Choose the experimental features you want to try

This document is an excerpt from the EUR-Lex website

Document 32018R1003

    Uitvoeringsverordening (EU) 2018/1003 van de Commissie van 16 juli 2018 tot wijziging van Uitvoeringsverordening (EU) 2017/1152 om de correlatieprocedure te verduidelijken en te vereenvoudigen en haar aan te passen aan wijzigingen in Verordening (EU) 2017/1151 (Voor de EER relevante tekst.)

    C/2018/4351

    PB L 180 van 17.7.2018, p. 16–21 (BG, ES, CS, DA, DE, ET, EL, EN, FR, HR, IT, LV, LT, HU, MT, NL, PL, PT, RO, SK, SL, FI, SV)

    Legal status of the document In force

    ELI: http://data.europa.eu/eli/reg_impl/2018/1003/oj

    17.7.2018   

    NL

    Publicatieblad van de Europese Unie

    L 180/16


    UITVOERINGSVERORDENING (EU) 2018/1003 VAN DE COMMISSIE

    van 16 juli 2018

    tot wijziging van Uitvoeringsverordening (EU) 2017/1152 om de correlatieprocedure te verduidelijken en te vereenvoudigen en haar aan te passen aan wijzigingen in Verordening (EU) 2017/1151

    (Voor de EER relevante tekst)

    DE EUROPESE COMMISSIE,

    Gezien het Verdrag betreffende de werking van de Europese Unie,

    Gezien Verordening (EU) nr. 510/2011 van het Europees Parlement en de Raad van 11 mei 2011 tot vaststelling van emissienormen voor nieuwe lichte bedrijfsvoertuigen in het kader van de geïntegreerde benadering van de Unie om de CO2-emissies van lichte voertuigen te beperken (1), en met name artikel 13, lid 6, derde alinea,

    Overwegende hetgeen volgt:

    (1)

    Uit de ervaring die is opgedaan met de toepassing van de Verordening (EU) 2017/1151 van de Commissie (2) en Uitvoeringsverordening (EU) 2017/1152 van de Commissie (3), is gebleken dat bepaalde elementen van laatstgenoemde verordening moeten worden gewijzigd.

    (2)

    De bestaande methode voor het bepalen van de eindpunten van de interpolatielijn die gebruikt wordt voor de berekening van de NEDC-CO2-emissiewaarde van een individueel voertuig, moet worden aangevuld.
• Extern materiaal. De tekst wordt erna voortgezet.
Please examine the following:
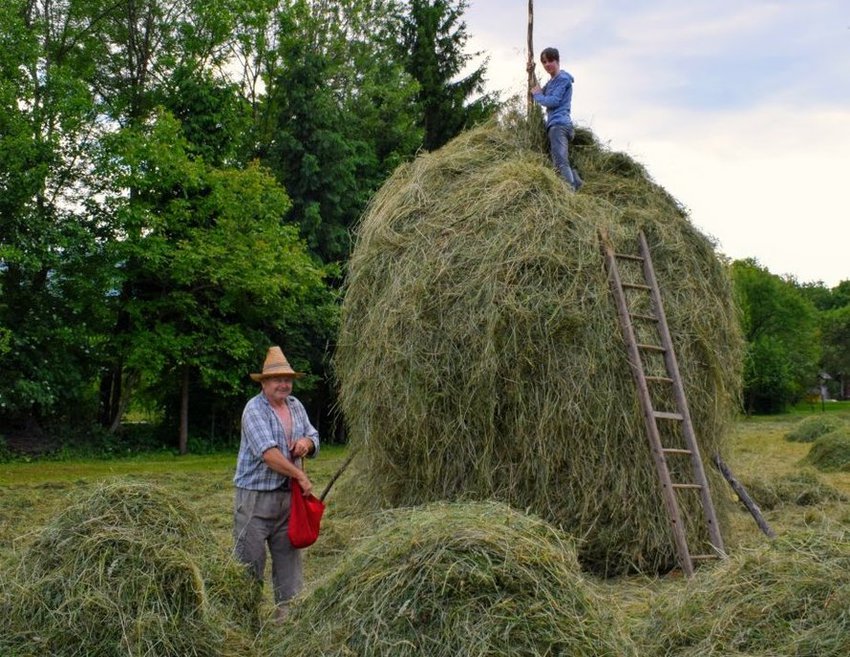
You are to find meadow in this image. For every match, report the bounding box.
[0,402,850,654]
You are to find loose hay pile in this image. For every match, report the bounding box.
[0,483,258,657]
[744,471,847,511]
[805,427,850,472]
[336,118,741,574]
[271,502,636,657]
[785,415,848,443]
[641,531,850,657]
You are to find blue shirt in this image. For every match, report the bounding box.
[532,71,574,129]
[233,392,319,490]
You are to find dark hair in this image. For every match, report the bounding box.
[540,48,561,62]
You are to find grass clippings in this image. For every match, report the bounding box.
[785,415,848,443]
[0,482,259,657]
[744,470,847,511]
[641,530,850,657]
[270,502,637,657]
[804,427,850,472]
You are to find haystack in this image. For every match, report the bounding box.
[0,476,259,657]
[271,502,636,657]
[641,531,850,657]
[335,118,741,574]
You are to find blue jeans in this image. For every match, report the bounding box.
[547,125,584,191]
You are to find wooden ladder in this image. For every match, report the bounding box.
[600,231,724,577]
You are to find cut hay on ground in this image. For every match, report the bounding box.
[641,531,850,657]
[271,502,636,657]
[744,471,847,511]
[805,427,850,472]
[0,483,258,657]
[336,118,741,574]
[785,415,848,443]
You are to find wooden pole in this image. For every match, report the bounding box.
[714,454,776,538]
[526,0,536,118]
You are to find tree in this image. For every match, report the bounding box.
[90,112,334,453]
[257,1,419,262]
[396,0,498,151]
[732,259,820,412]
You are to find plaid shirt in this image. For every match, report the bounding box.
[233,392,319,490]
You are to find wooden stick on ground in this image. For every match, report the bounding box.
[714,454,776,538]
[319,448,357,502]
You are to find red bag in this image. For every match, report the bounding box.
[288,479,325,549]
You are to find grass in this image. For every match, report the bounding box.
[0,410,850,654]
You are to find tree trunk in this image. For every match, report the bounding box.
[527,0,535,118]
[179,365,189,455]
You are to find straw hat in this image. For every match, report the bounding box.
[251,347,304,381]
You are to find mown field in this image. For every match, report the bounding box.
[0,403,850,652]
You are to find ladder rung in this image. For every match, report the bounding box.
[646,376,673,383]
[637,343,667,352]
[632,313,658,322]
[614,253,643,262]
[652,411,685,420]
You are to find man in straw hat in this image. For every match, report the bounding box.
[233,347,319,618]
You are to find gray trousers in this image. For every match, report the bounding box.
[233,488,303,605]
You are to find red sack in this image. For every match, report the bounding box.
[288,479,325,548]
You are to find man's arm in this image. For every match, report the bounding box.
[263,447,313,494]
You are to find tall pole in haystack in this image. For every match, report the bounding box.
[526,0,535,119]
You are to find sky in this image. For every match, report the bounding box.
[464,0,850,287]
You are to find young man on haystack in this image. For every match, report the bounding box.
[528,48,584,191]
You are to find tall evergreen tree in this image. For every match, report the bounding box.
[397,0,498,151]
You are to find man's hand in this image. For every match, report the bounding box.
[289,438,313,459]
[296,470,313,495]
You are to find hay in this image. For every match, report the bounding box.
[744,471,847,511]
[641,531,850,657]
[785,415,847,443]
[804,426,850,472]
[271,503,636,657]
[0,483,259,657]
[335,118,741,574]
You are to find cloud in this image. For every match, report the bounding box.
[467,0,850,285]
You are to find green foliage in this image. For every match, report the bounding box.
[820,305,850,376]
[785,415,847,443]
[732,260,820,412]
[396,0,498,150]
[257,1,419,262]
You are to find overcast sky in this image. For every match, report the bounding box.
[465,0,850,287]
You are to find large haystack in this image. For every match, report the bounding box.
[641,531,850,657]
[336,118,741,574]
[270,502,636,657]
[0,483,259,657]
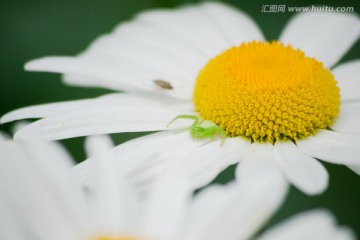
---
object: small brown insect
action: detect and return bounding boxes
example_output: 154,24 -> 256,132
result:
154,79 -> 174,90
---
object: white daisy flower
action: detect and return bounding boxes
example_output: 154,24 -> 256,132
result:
1,2 -> 360,195
0,133 -> 355,240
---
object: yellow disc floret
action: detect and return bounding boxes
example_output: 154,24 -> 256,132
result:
194,42 -> 340,143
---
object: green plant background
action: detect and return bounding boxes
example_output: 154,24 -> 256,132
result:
0,0 -> 360,236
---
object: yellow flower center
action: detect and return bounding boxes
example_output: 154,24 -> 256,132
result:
193,41 -> 340,143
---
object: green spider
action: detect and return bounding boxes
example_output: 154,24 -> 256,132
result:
167,115 -> 226,145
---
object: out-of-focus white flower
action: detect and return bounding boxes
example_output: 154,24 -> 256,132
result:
0,133 -> 355,240
1,2 -> 360,195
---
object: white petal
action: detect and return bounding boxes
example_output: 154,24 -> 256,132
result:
0,196 -> 26,240
274,141 -> 329,195
143,173 -> 192,239
25,56 -> 196,100
85,135 -> 114,158
346,164 -> 360,175
14,104 -> 194,140
0,143 -> 80,240
296,130 -> 360,164
236,143 -> 288,239
257,210 -> 355,240
280,12 -> 360,67
183,172 -> 286,240
330,102 -> 360,135
0,93 -> 193,124
203,2 -> 265,46
179,138 -> 249,189
74,131 -> 202,195
86,136 -> 132,236
137,5 -> 231,58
Die eindpunten, die worden gerepresenteerd door een testvoertuig met de hoogste CO2-emissiewaarden en een testvoertuig met de laagste waarden, moeten zodanig worden gedefinieerd dat het verschil tussen de twee testvoertuigen „hoog” en „laag” ten minste 5 g CO2/km bedraagt.

    (3)

    Om te voorkomen dat de CO2-emissiewaarden van individuele voertuigen worden bepaald op basis van interpolatielijnen waarbij het minimale verschil niet wordt gerespecteerd, is het passend dat deze wijziging onverwijld in werking treedt.

    (4)

    De berekening van de NEDC-CO2-emissiewaarde van een individueel voertuig dat tot een wegbelastingmatrixfamilie behoort, ingeval gebruik wordt gemaakt van een dergelijke familie met het oog op typegoedkeuring krachtens Verordening (EU) 2017/1151, moet worden vereenvoudigd door te bepalen dat de voor die berekening te gebruiken wegbelastingcoëfficiënten worden afgeleid van de krachtens Verordening (EU) 2017/1151 bepaalde wegbelastingcoëfficiënten van het individuele voertuig.

    (5)

    Voor incomplete N1-voertuigen moet rekening worden gehouden met de wijziging van bijlage XII bij Verordening (EU) 2017/1151 met het oog op de bepaling van de wegbelastingcoëfficiënten die als input voor de correlatietool moeten worden gebruikt.

    (6)

    Om te zorgen voor een robuuste correlatie-output, is het passend het aantal cilinders toe te voegen als inputgegeven voor de correlatietool.

    (7)

    Deze gelegenheid moet ook worden aangegrepen om enkele redactionele fouten in de tekst recht te zetten.

    (8)

    De in deze verordening vervatte maatregelen zijn in overeenstemming met het advies van het Comité klimaatverandering,

    HEEFT DE VOLGENDE VERORDENING VASTGESTELD:

    Artikel 1

    Bijlage I bij Uitvoeringsverordening (EU) 2017/1152 wordt gewijzigd overeenkomstig de bijlage bij deze verordening.

    Artikel 2

    Deze verordening treedt in werking op de zevende dag na die van de bekendmaking ervan in het Publicatieblad van de Europese Unie.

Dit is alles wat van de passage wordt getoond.